Their accounts all share striking similarities, most notably the ongoing harassment they say their families face from Iranian authorities via fake social media accounts, late-night phone calls, and local informants whom they believe monitor them for the IRGC intelligence service.

Amin Sabeti is an Iranian cyber security expert who has spent years studying hacking groups with ties to the Islamic Republic, including the IRGC-affiliated ‘Charming Kitten’ group, which was recently sanctioned by the US government for “malicious cyber-enabled activities, including ransomware and cyber-espionage.”

According to Sabeti, who is based in the UK, state-sponsored hackers have a tried and tested method in place to “dox protesters” once they’ve infiltrated their online groups using fake accounts, which involves “sharing photos of them on Twitter, Instagram or Telegram and asking others to share information about them,” while pretending to be concerned for their safety.

“They used the same tactics in the November 2019 uprising,” Sabeti explained, which has led to more tech-savvy demonstrators identifying suspicious accounts and distributing warnings among their networks.

At Tehran’s Ebrat Museum – a repurposed former prison – dramatic displays on the atrocities carried out against Muslim clerics by Shah Mohammad Reza Pahlavi’s police during the revolution have long been used as a propaganda tool to celebrate the “freedoms” won in the Islamic Republic.

And yet, Iran’s Supreme Leader Ayatollah Ali Khamenei – who was himself imprisoned in the 1970s during Pahlavi’s reign – and his security apparatus, have a decades-long legacy of also using mass arrests and torture to control and silence political dissidents – the hypocrisy of which is not lost on protesters today.

The current movement – led and inspired by women – has united Iranians across generations, in what is shaping up to be the biggest threat the regime has faced to date. Notably, it has also survived weeks of rolling internet outages and violent crackdowns.

But as chants of “woman, life, freedom” continue – a rallying cry that’s come to encompass the daily violence and control Iranian women are rising up against – more than 1,000 people have been arrested, according to state news IRNA.

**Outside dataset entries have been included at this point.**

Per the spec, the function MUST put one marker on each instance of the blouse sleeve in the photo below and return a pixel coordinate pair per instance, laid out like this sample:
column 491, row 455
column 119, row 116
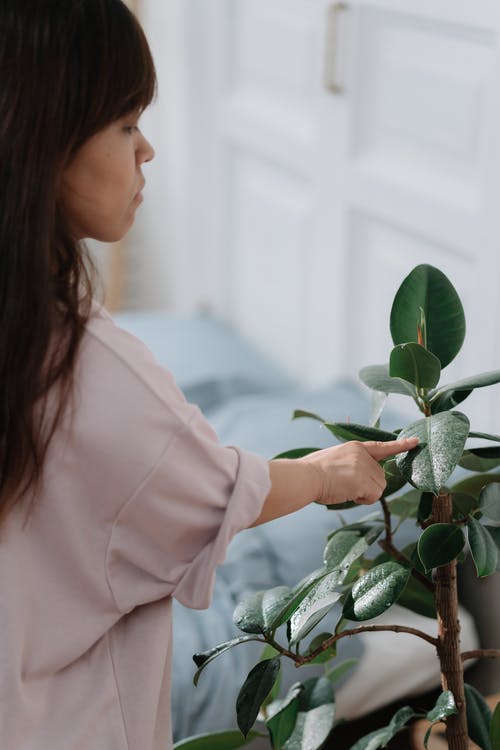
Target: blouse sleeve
column 170, row 536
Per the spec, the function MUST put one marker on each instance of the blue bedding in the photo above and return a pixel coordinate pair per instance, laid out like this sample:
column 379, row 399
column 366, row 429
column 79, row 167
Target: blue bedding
column 250, row 403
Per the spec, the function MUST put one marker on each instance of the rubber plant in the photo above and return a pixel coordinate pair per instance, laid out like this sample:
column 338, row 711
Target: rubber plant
column 427, row 325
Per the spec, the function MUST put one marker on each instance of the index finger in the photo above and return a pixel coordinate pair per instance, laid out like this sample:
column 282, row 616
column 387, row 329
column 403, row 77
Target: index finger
column 380, row 450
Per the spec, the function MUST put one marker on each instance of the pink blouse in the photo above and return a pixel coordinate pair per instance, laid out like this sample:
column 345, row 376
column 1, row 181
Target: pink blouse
column 138, row 505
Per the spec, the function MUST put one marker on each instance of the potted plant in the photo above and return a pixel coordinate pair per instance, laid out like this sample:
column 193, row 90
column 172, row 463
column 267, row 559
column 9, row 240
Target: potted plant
column 452, row 521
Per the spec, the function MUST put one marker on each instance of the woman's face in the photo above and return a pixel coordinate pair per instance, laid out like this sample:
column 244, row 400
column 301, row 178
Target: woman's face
column 101, row 186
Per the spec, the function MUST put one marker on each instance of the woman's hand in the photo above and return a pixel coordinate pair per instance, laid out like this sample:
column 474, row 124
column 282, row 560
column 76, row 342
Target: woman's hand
column 344, row 472
column 351, row 471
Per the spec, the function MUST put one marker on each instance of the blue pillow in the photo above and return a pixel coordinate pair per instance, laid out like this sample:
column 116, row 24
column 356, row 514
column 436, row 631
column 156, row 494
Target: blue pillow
column 210, row 362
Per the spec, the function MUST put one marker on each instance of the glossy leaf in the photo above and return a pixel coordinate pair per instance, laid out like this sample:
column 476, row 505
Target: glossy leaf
column 203, row 659
column 254, row 691
column 395, row 480
column 427, row 290
column 448, row 396
column 381, row 737
column 478, row 718
column 346, row 545
column 377, row 403
column 282, row 715
column 442, row 439
column 483, row 548
column 258, row 611
column 489, row 501
column 407, row 505
column 416, row 364
column 439, row 544
column 376, row 591
column 377, row 378
column 299, row 592
column 352, row 431
column 315, row 605
column 445, row 706
column 316, row 715
column 495, row 727
column 230, row 739
column 300, row 414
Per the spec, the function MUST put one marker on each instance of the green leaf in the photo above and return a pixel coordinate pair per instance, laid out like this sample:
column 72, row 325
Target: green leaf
column 478, row 718
column 315, row 606
column 489, row 502
column 495, row 727
column 483, row 548
column 254, row 691
column 381, row 737
column 439, row 544
column 425, row 506
column 352, row 431
column 299, row 592
column 203, row 659
column 414, row 363
column 395, row 480
column 258, row 611
column 444, row 706
column 474, row 485
column 376, row 591
column 347, row 544
column 442, row 439
column 282, row 715
column 448, row 396
column 230, row 739
column 296, row 453
column 339, row 670
column 377, row 378
column 316, row 716
column 426, row 290
column 417, row 598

People gather next to a burning motorcycle in Tehran amid the protests on October 8.

Looking ahead, analysts and exiled activists CNN spoke to are fearful that the authorities will ultimately employ whatever violent tactics they deem necessary to once again, regain some semblance of control.

Already, almost two dozen children – some as young as 11 – were killed by Iran’s security forces during demonstrations in September, according to Amnesty International, in a chilling reminder that no life will be spared. Meanwhile, Iran’s Education Minister Yousef Nouri confirmed last week that student protesters are now being detained in what he termed “psychological institutions,” run by the state.

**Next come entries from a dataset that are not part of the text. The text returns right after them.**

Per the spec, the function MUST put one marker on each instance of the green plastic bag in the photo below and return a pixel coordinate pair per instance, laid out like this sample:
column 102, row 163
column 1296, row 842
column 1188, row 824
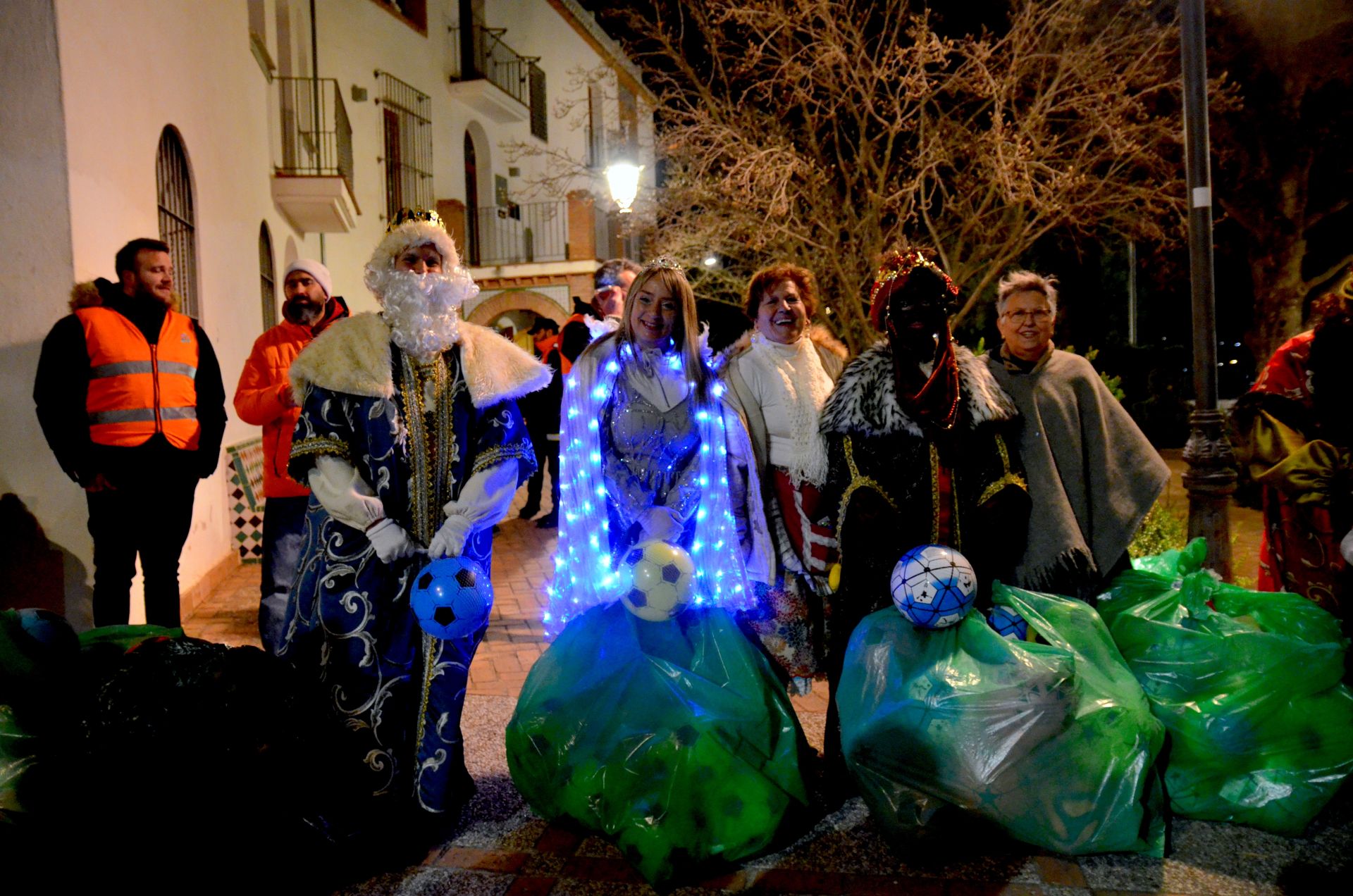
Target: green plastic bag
column 1247, row 683
column 1053, row 742
column 17, row 749
column 674, row 738
column 126, row 637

None of the Iranians CNN spoke with were naive to the fact that their lives – and the lives of their families – are on the line as the uprising rages on, with most going to extreme lengths to protect their personal information online and avoid unnecessary risks while taking to the streets.

Arman still receives threatening phone calls and messages for his activism, but he says he won’t be deterred.

“They torture us, and they are lying to the world, to the international community … Iranians want freedom,” he said. “We don’t want dictatorship. We want to connect with the world.”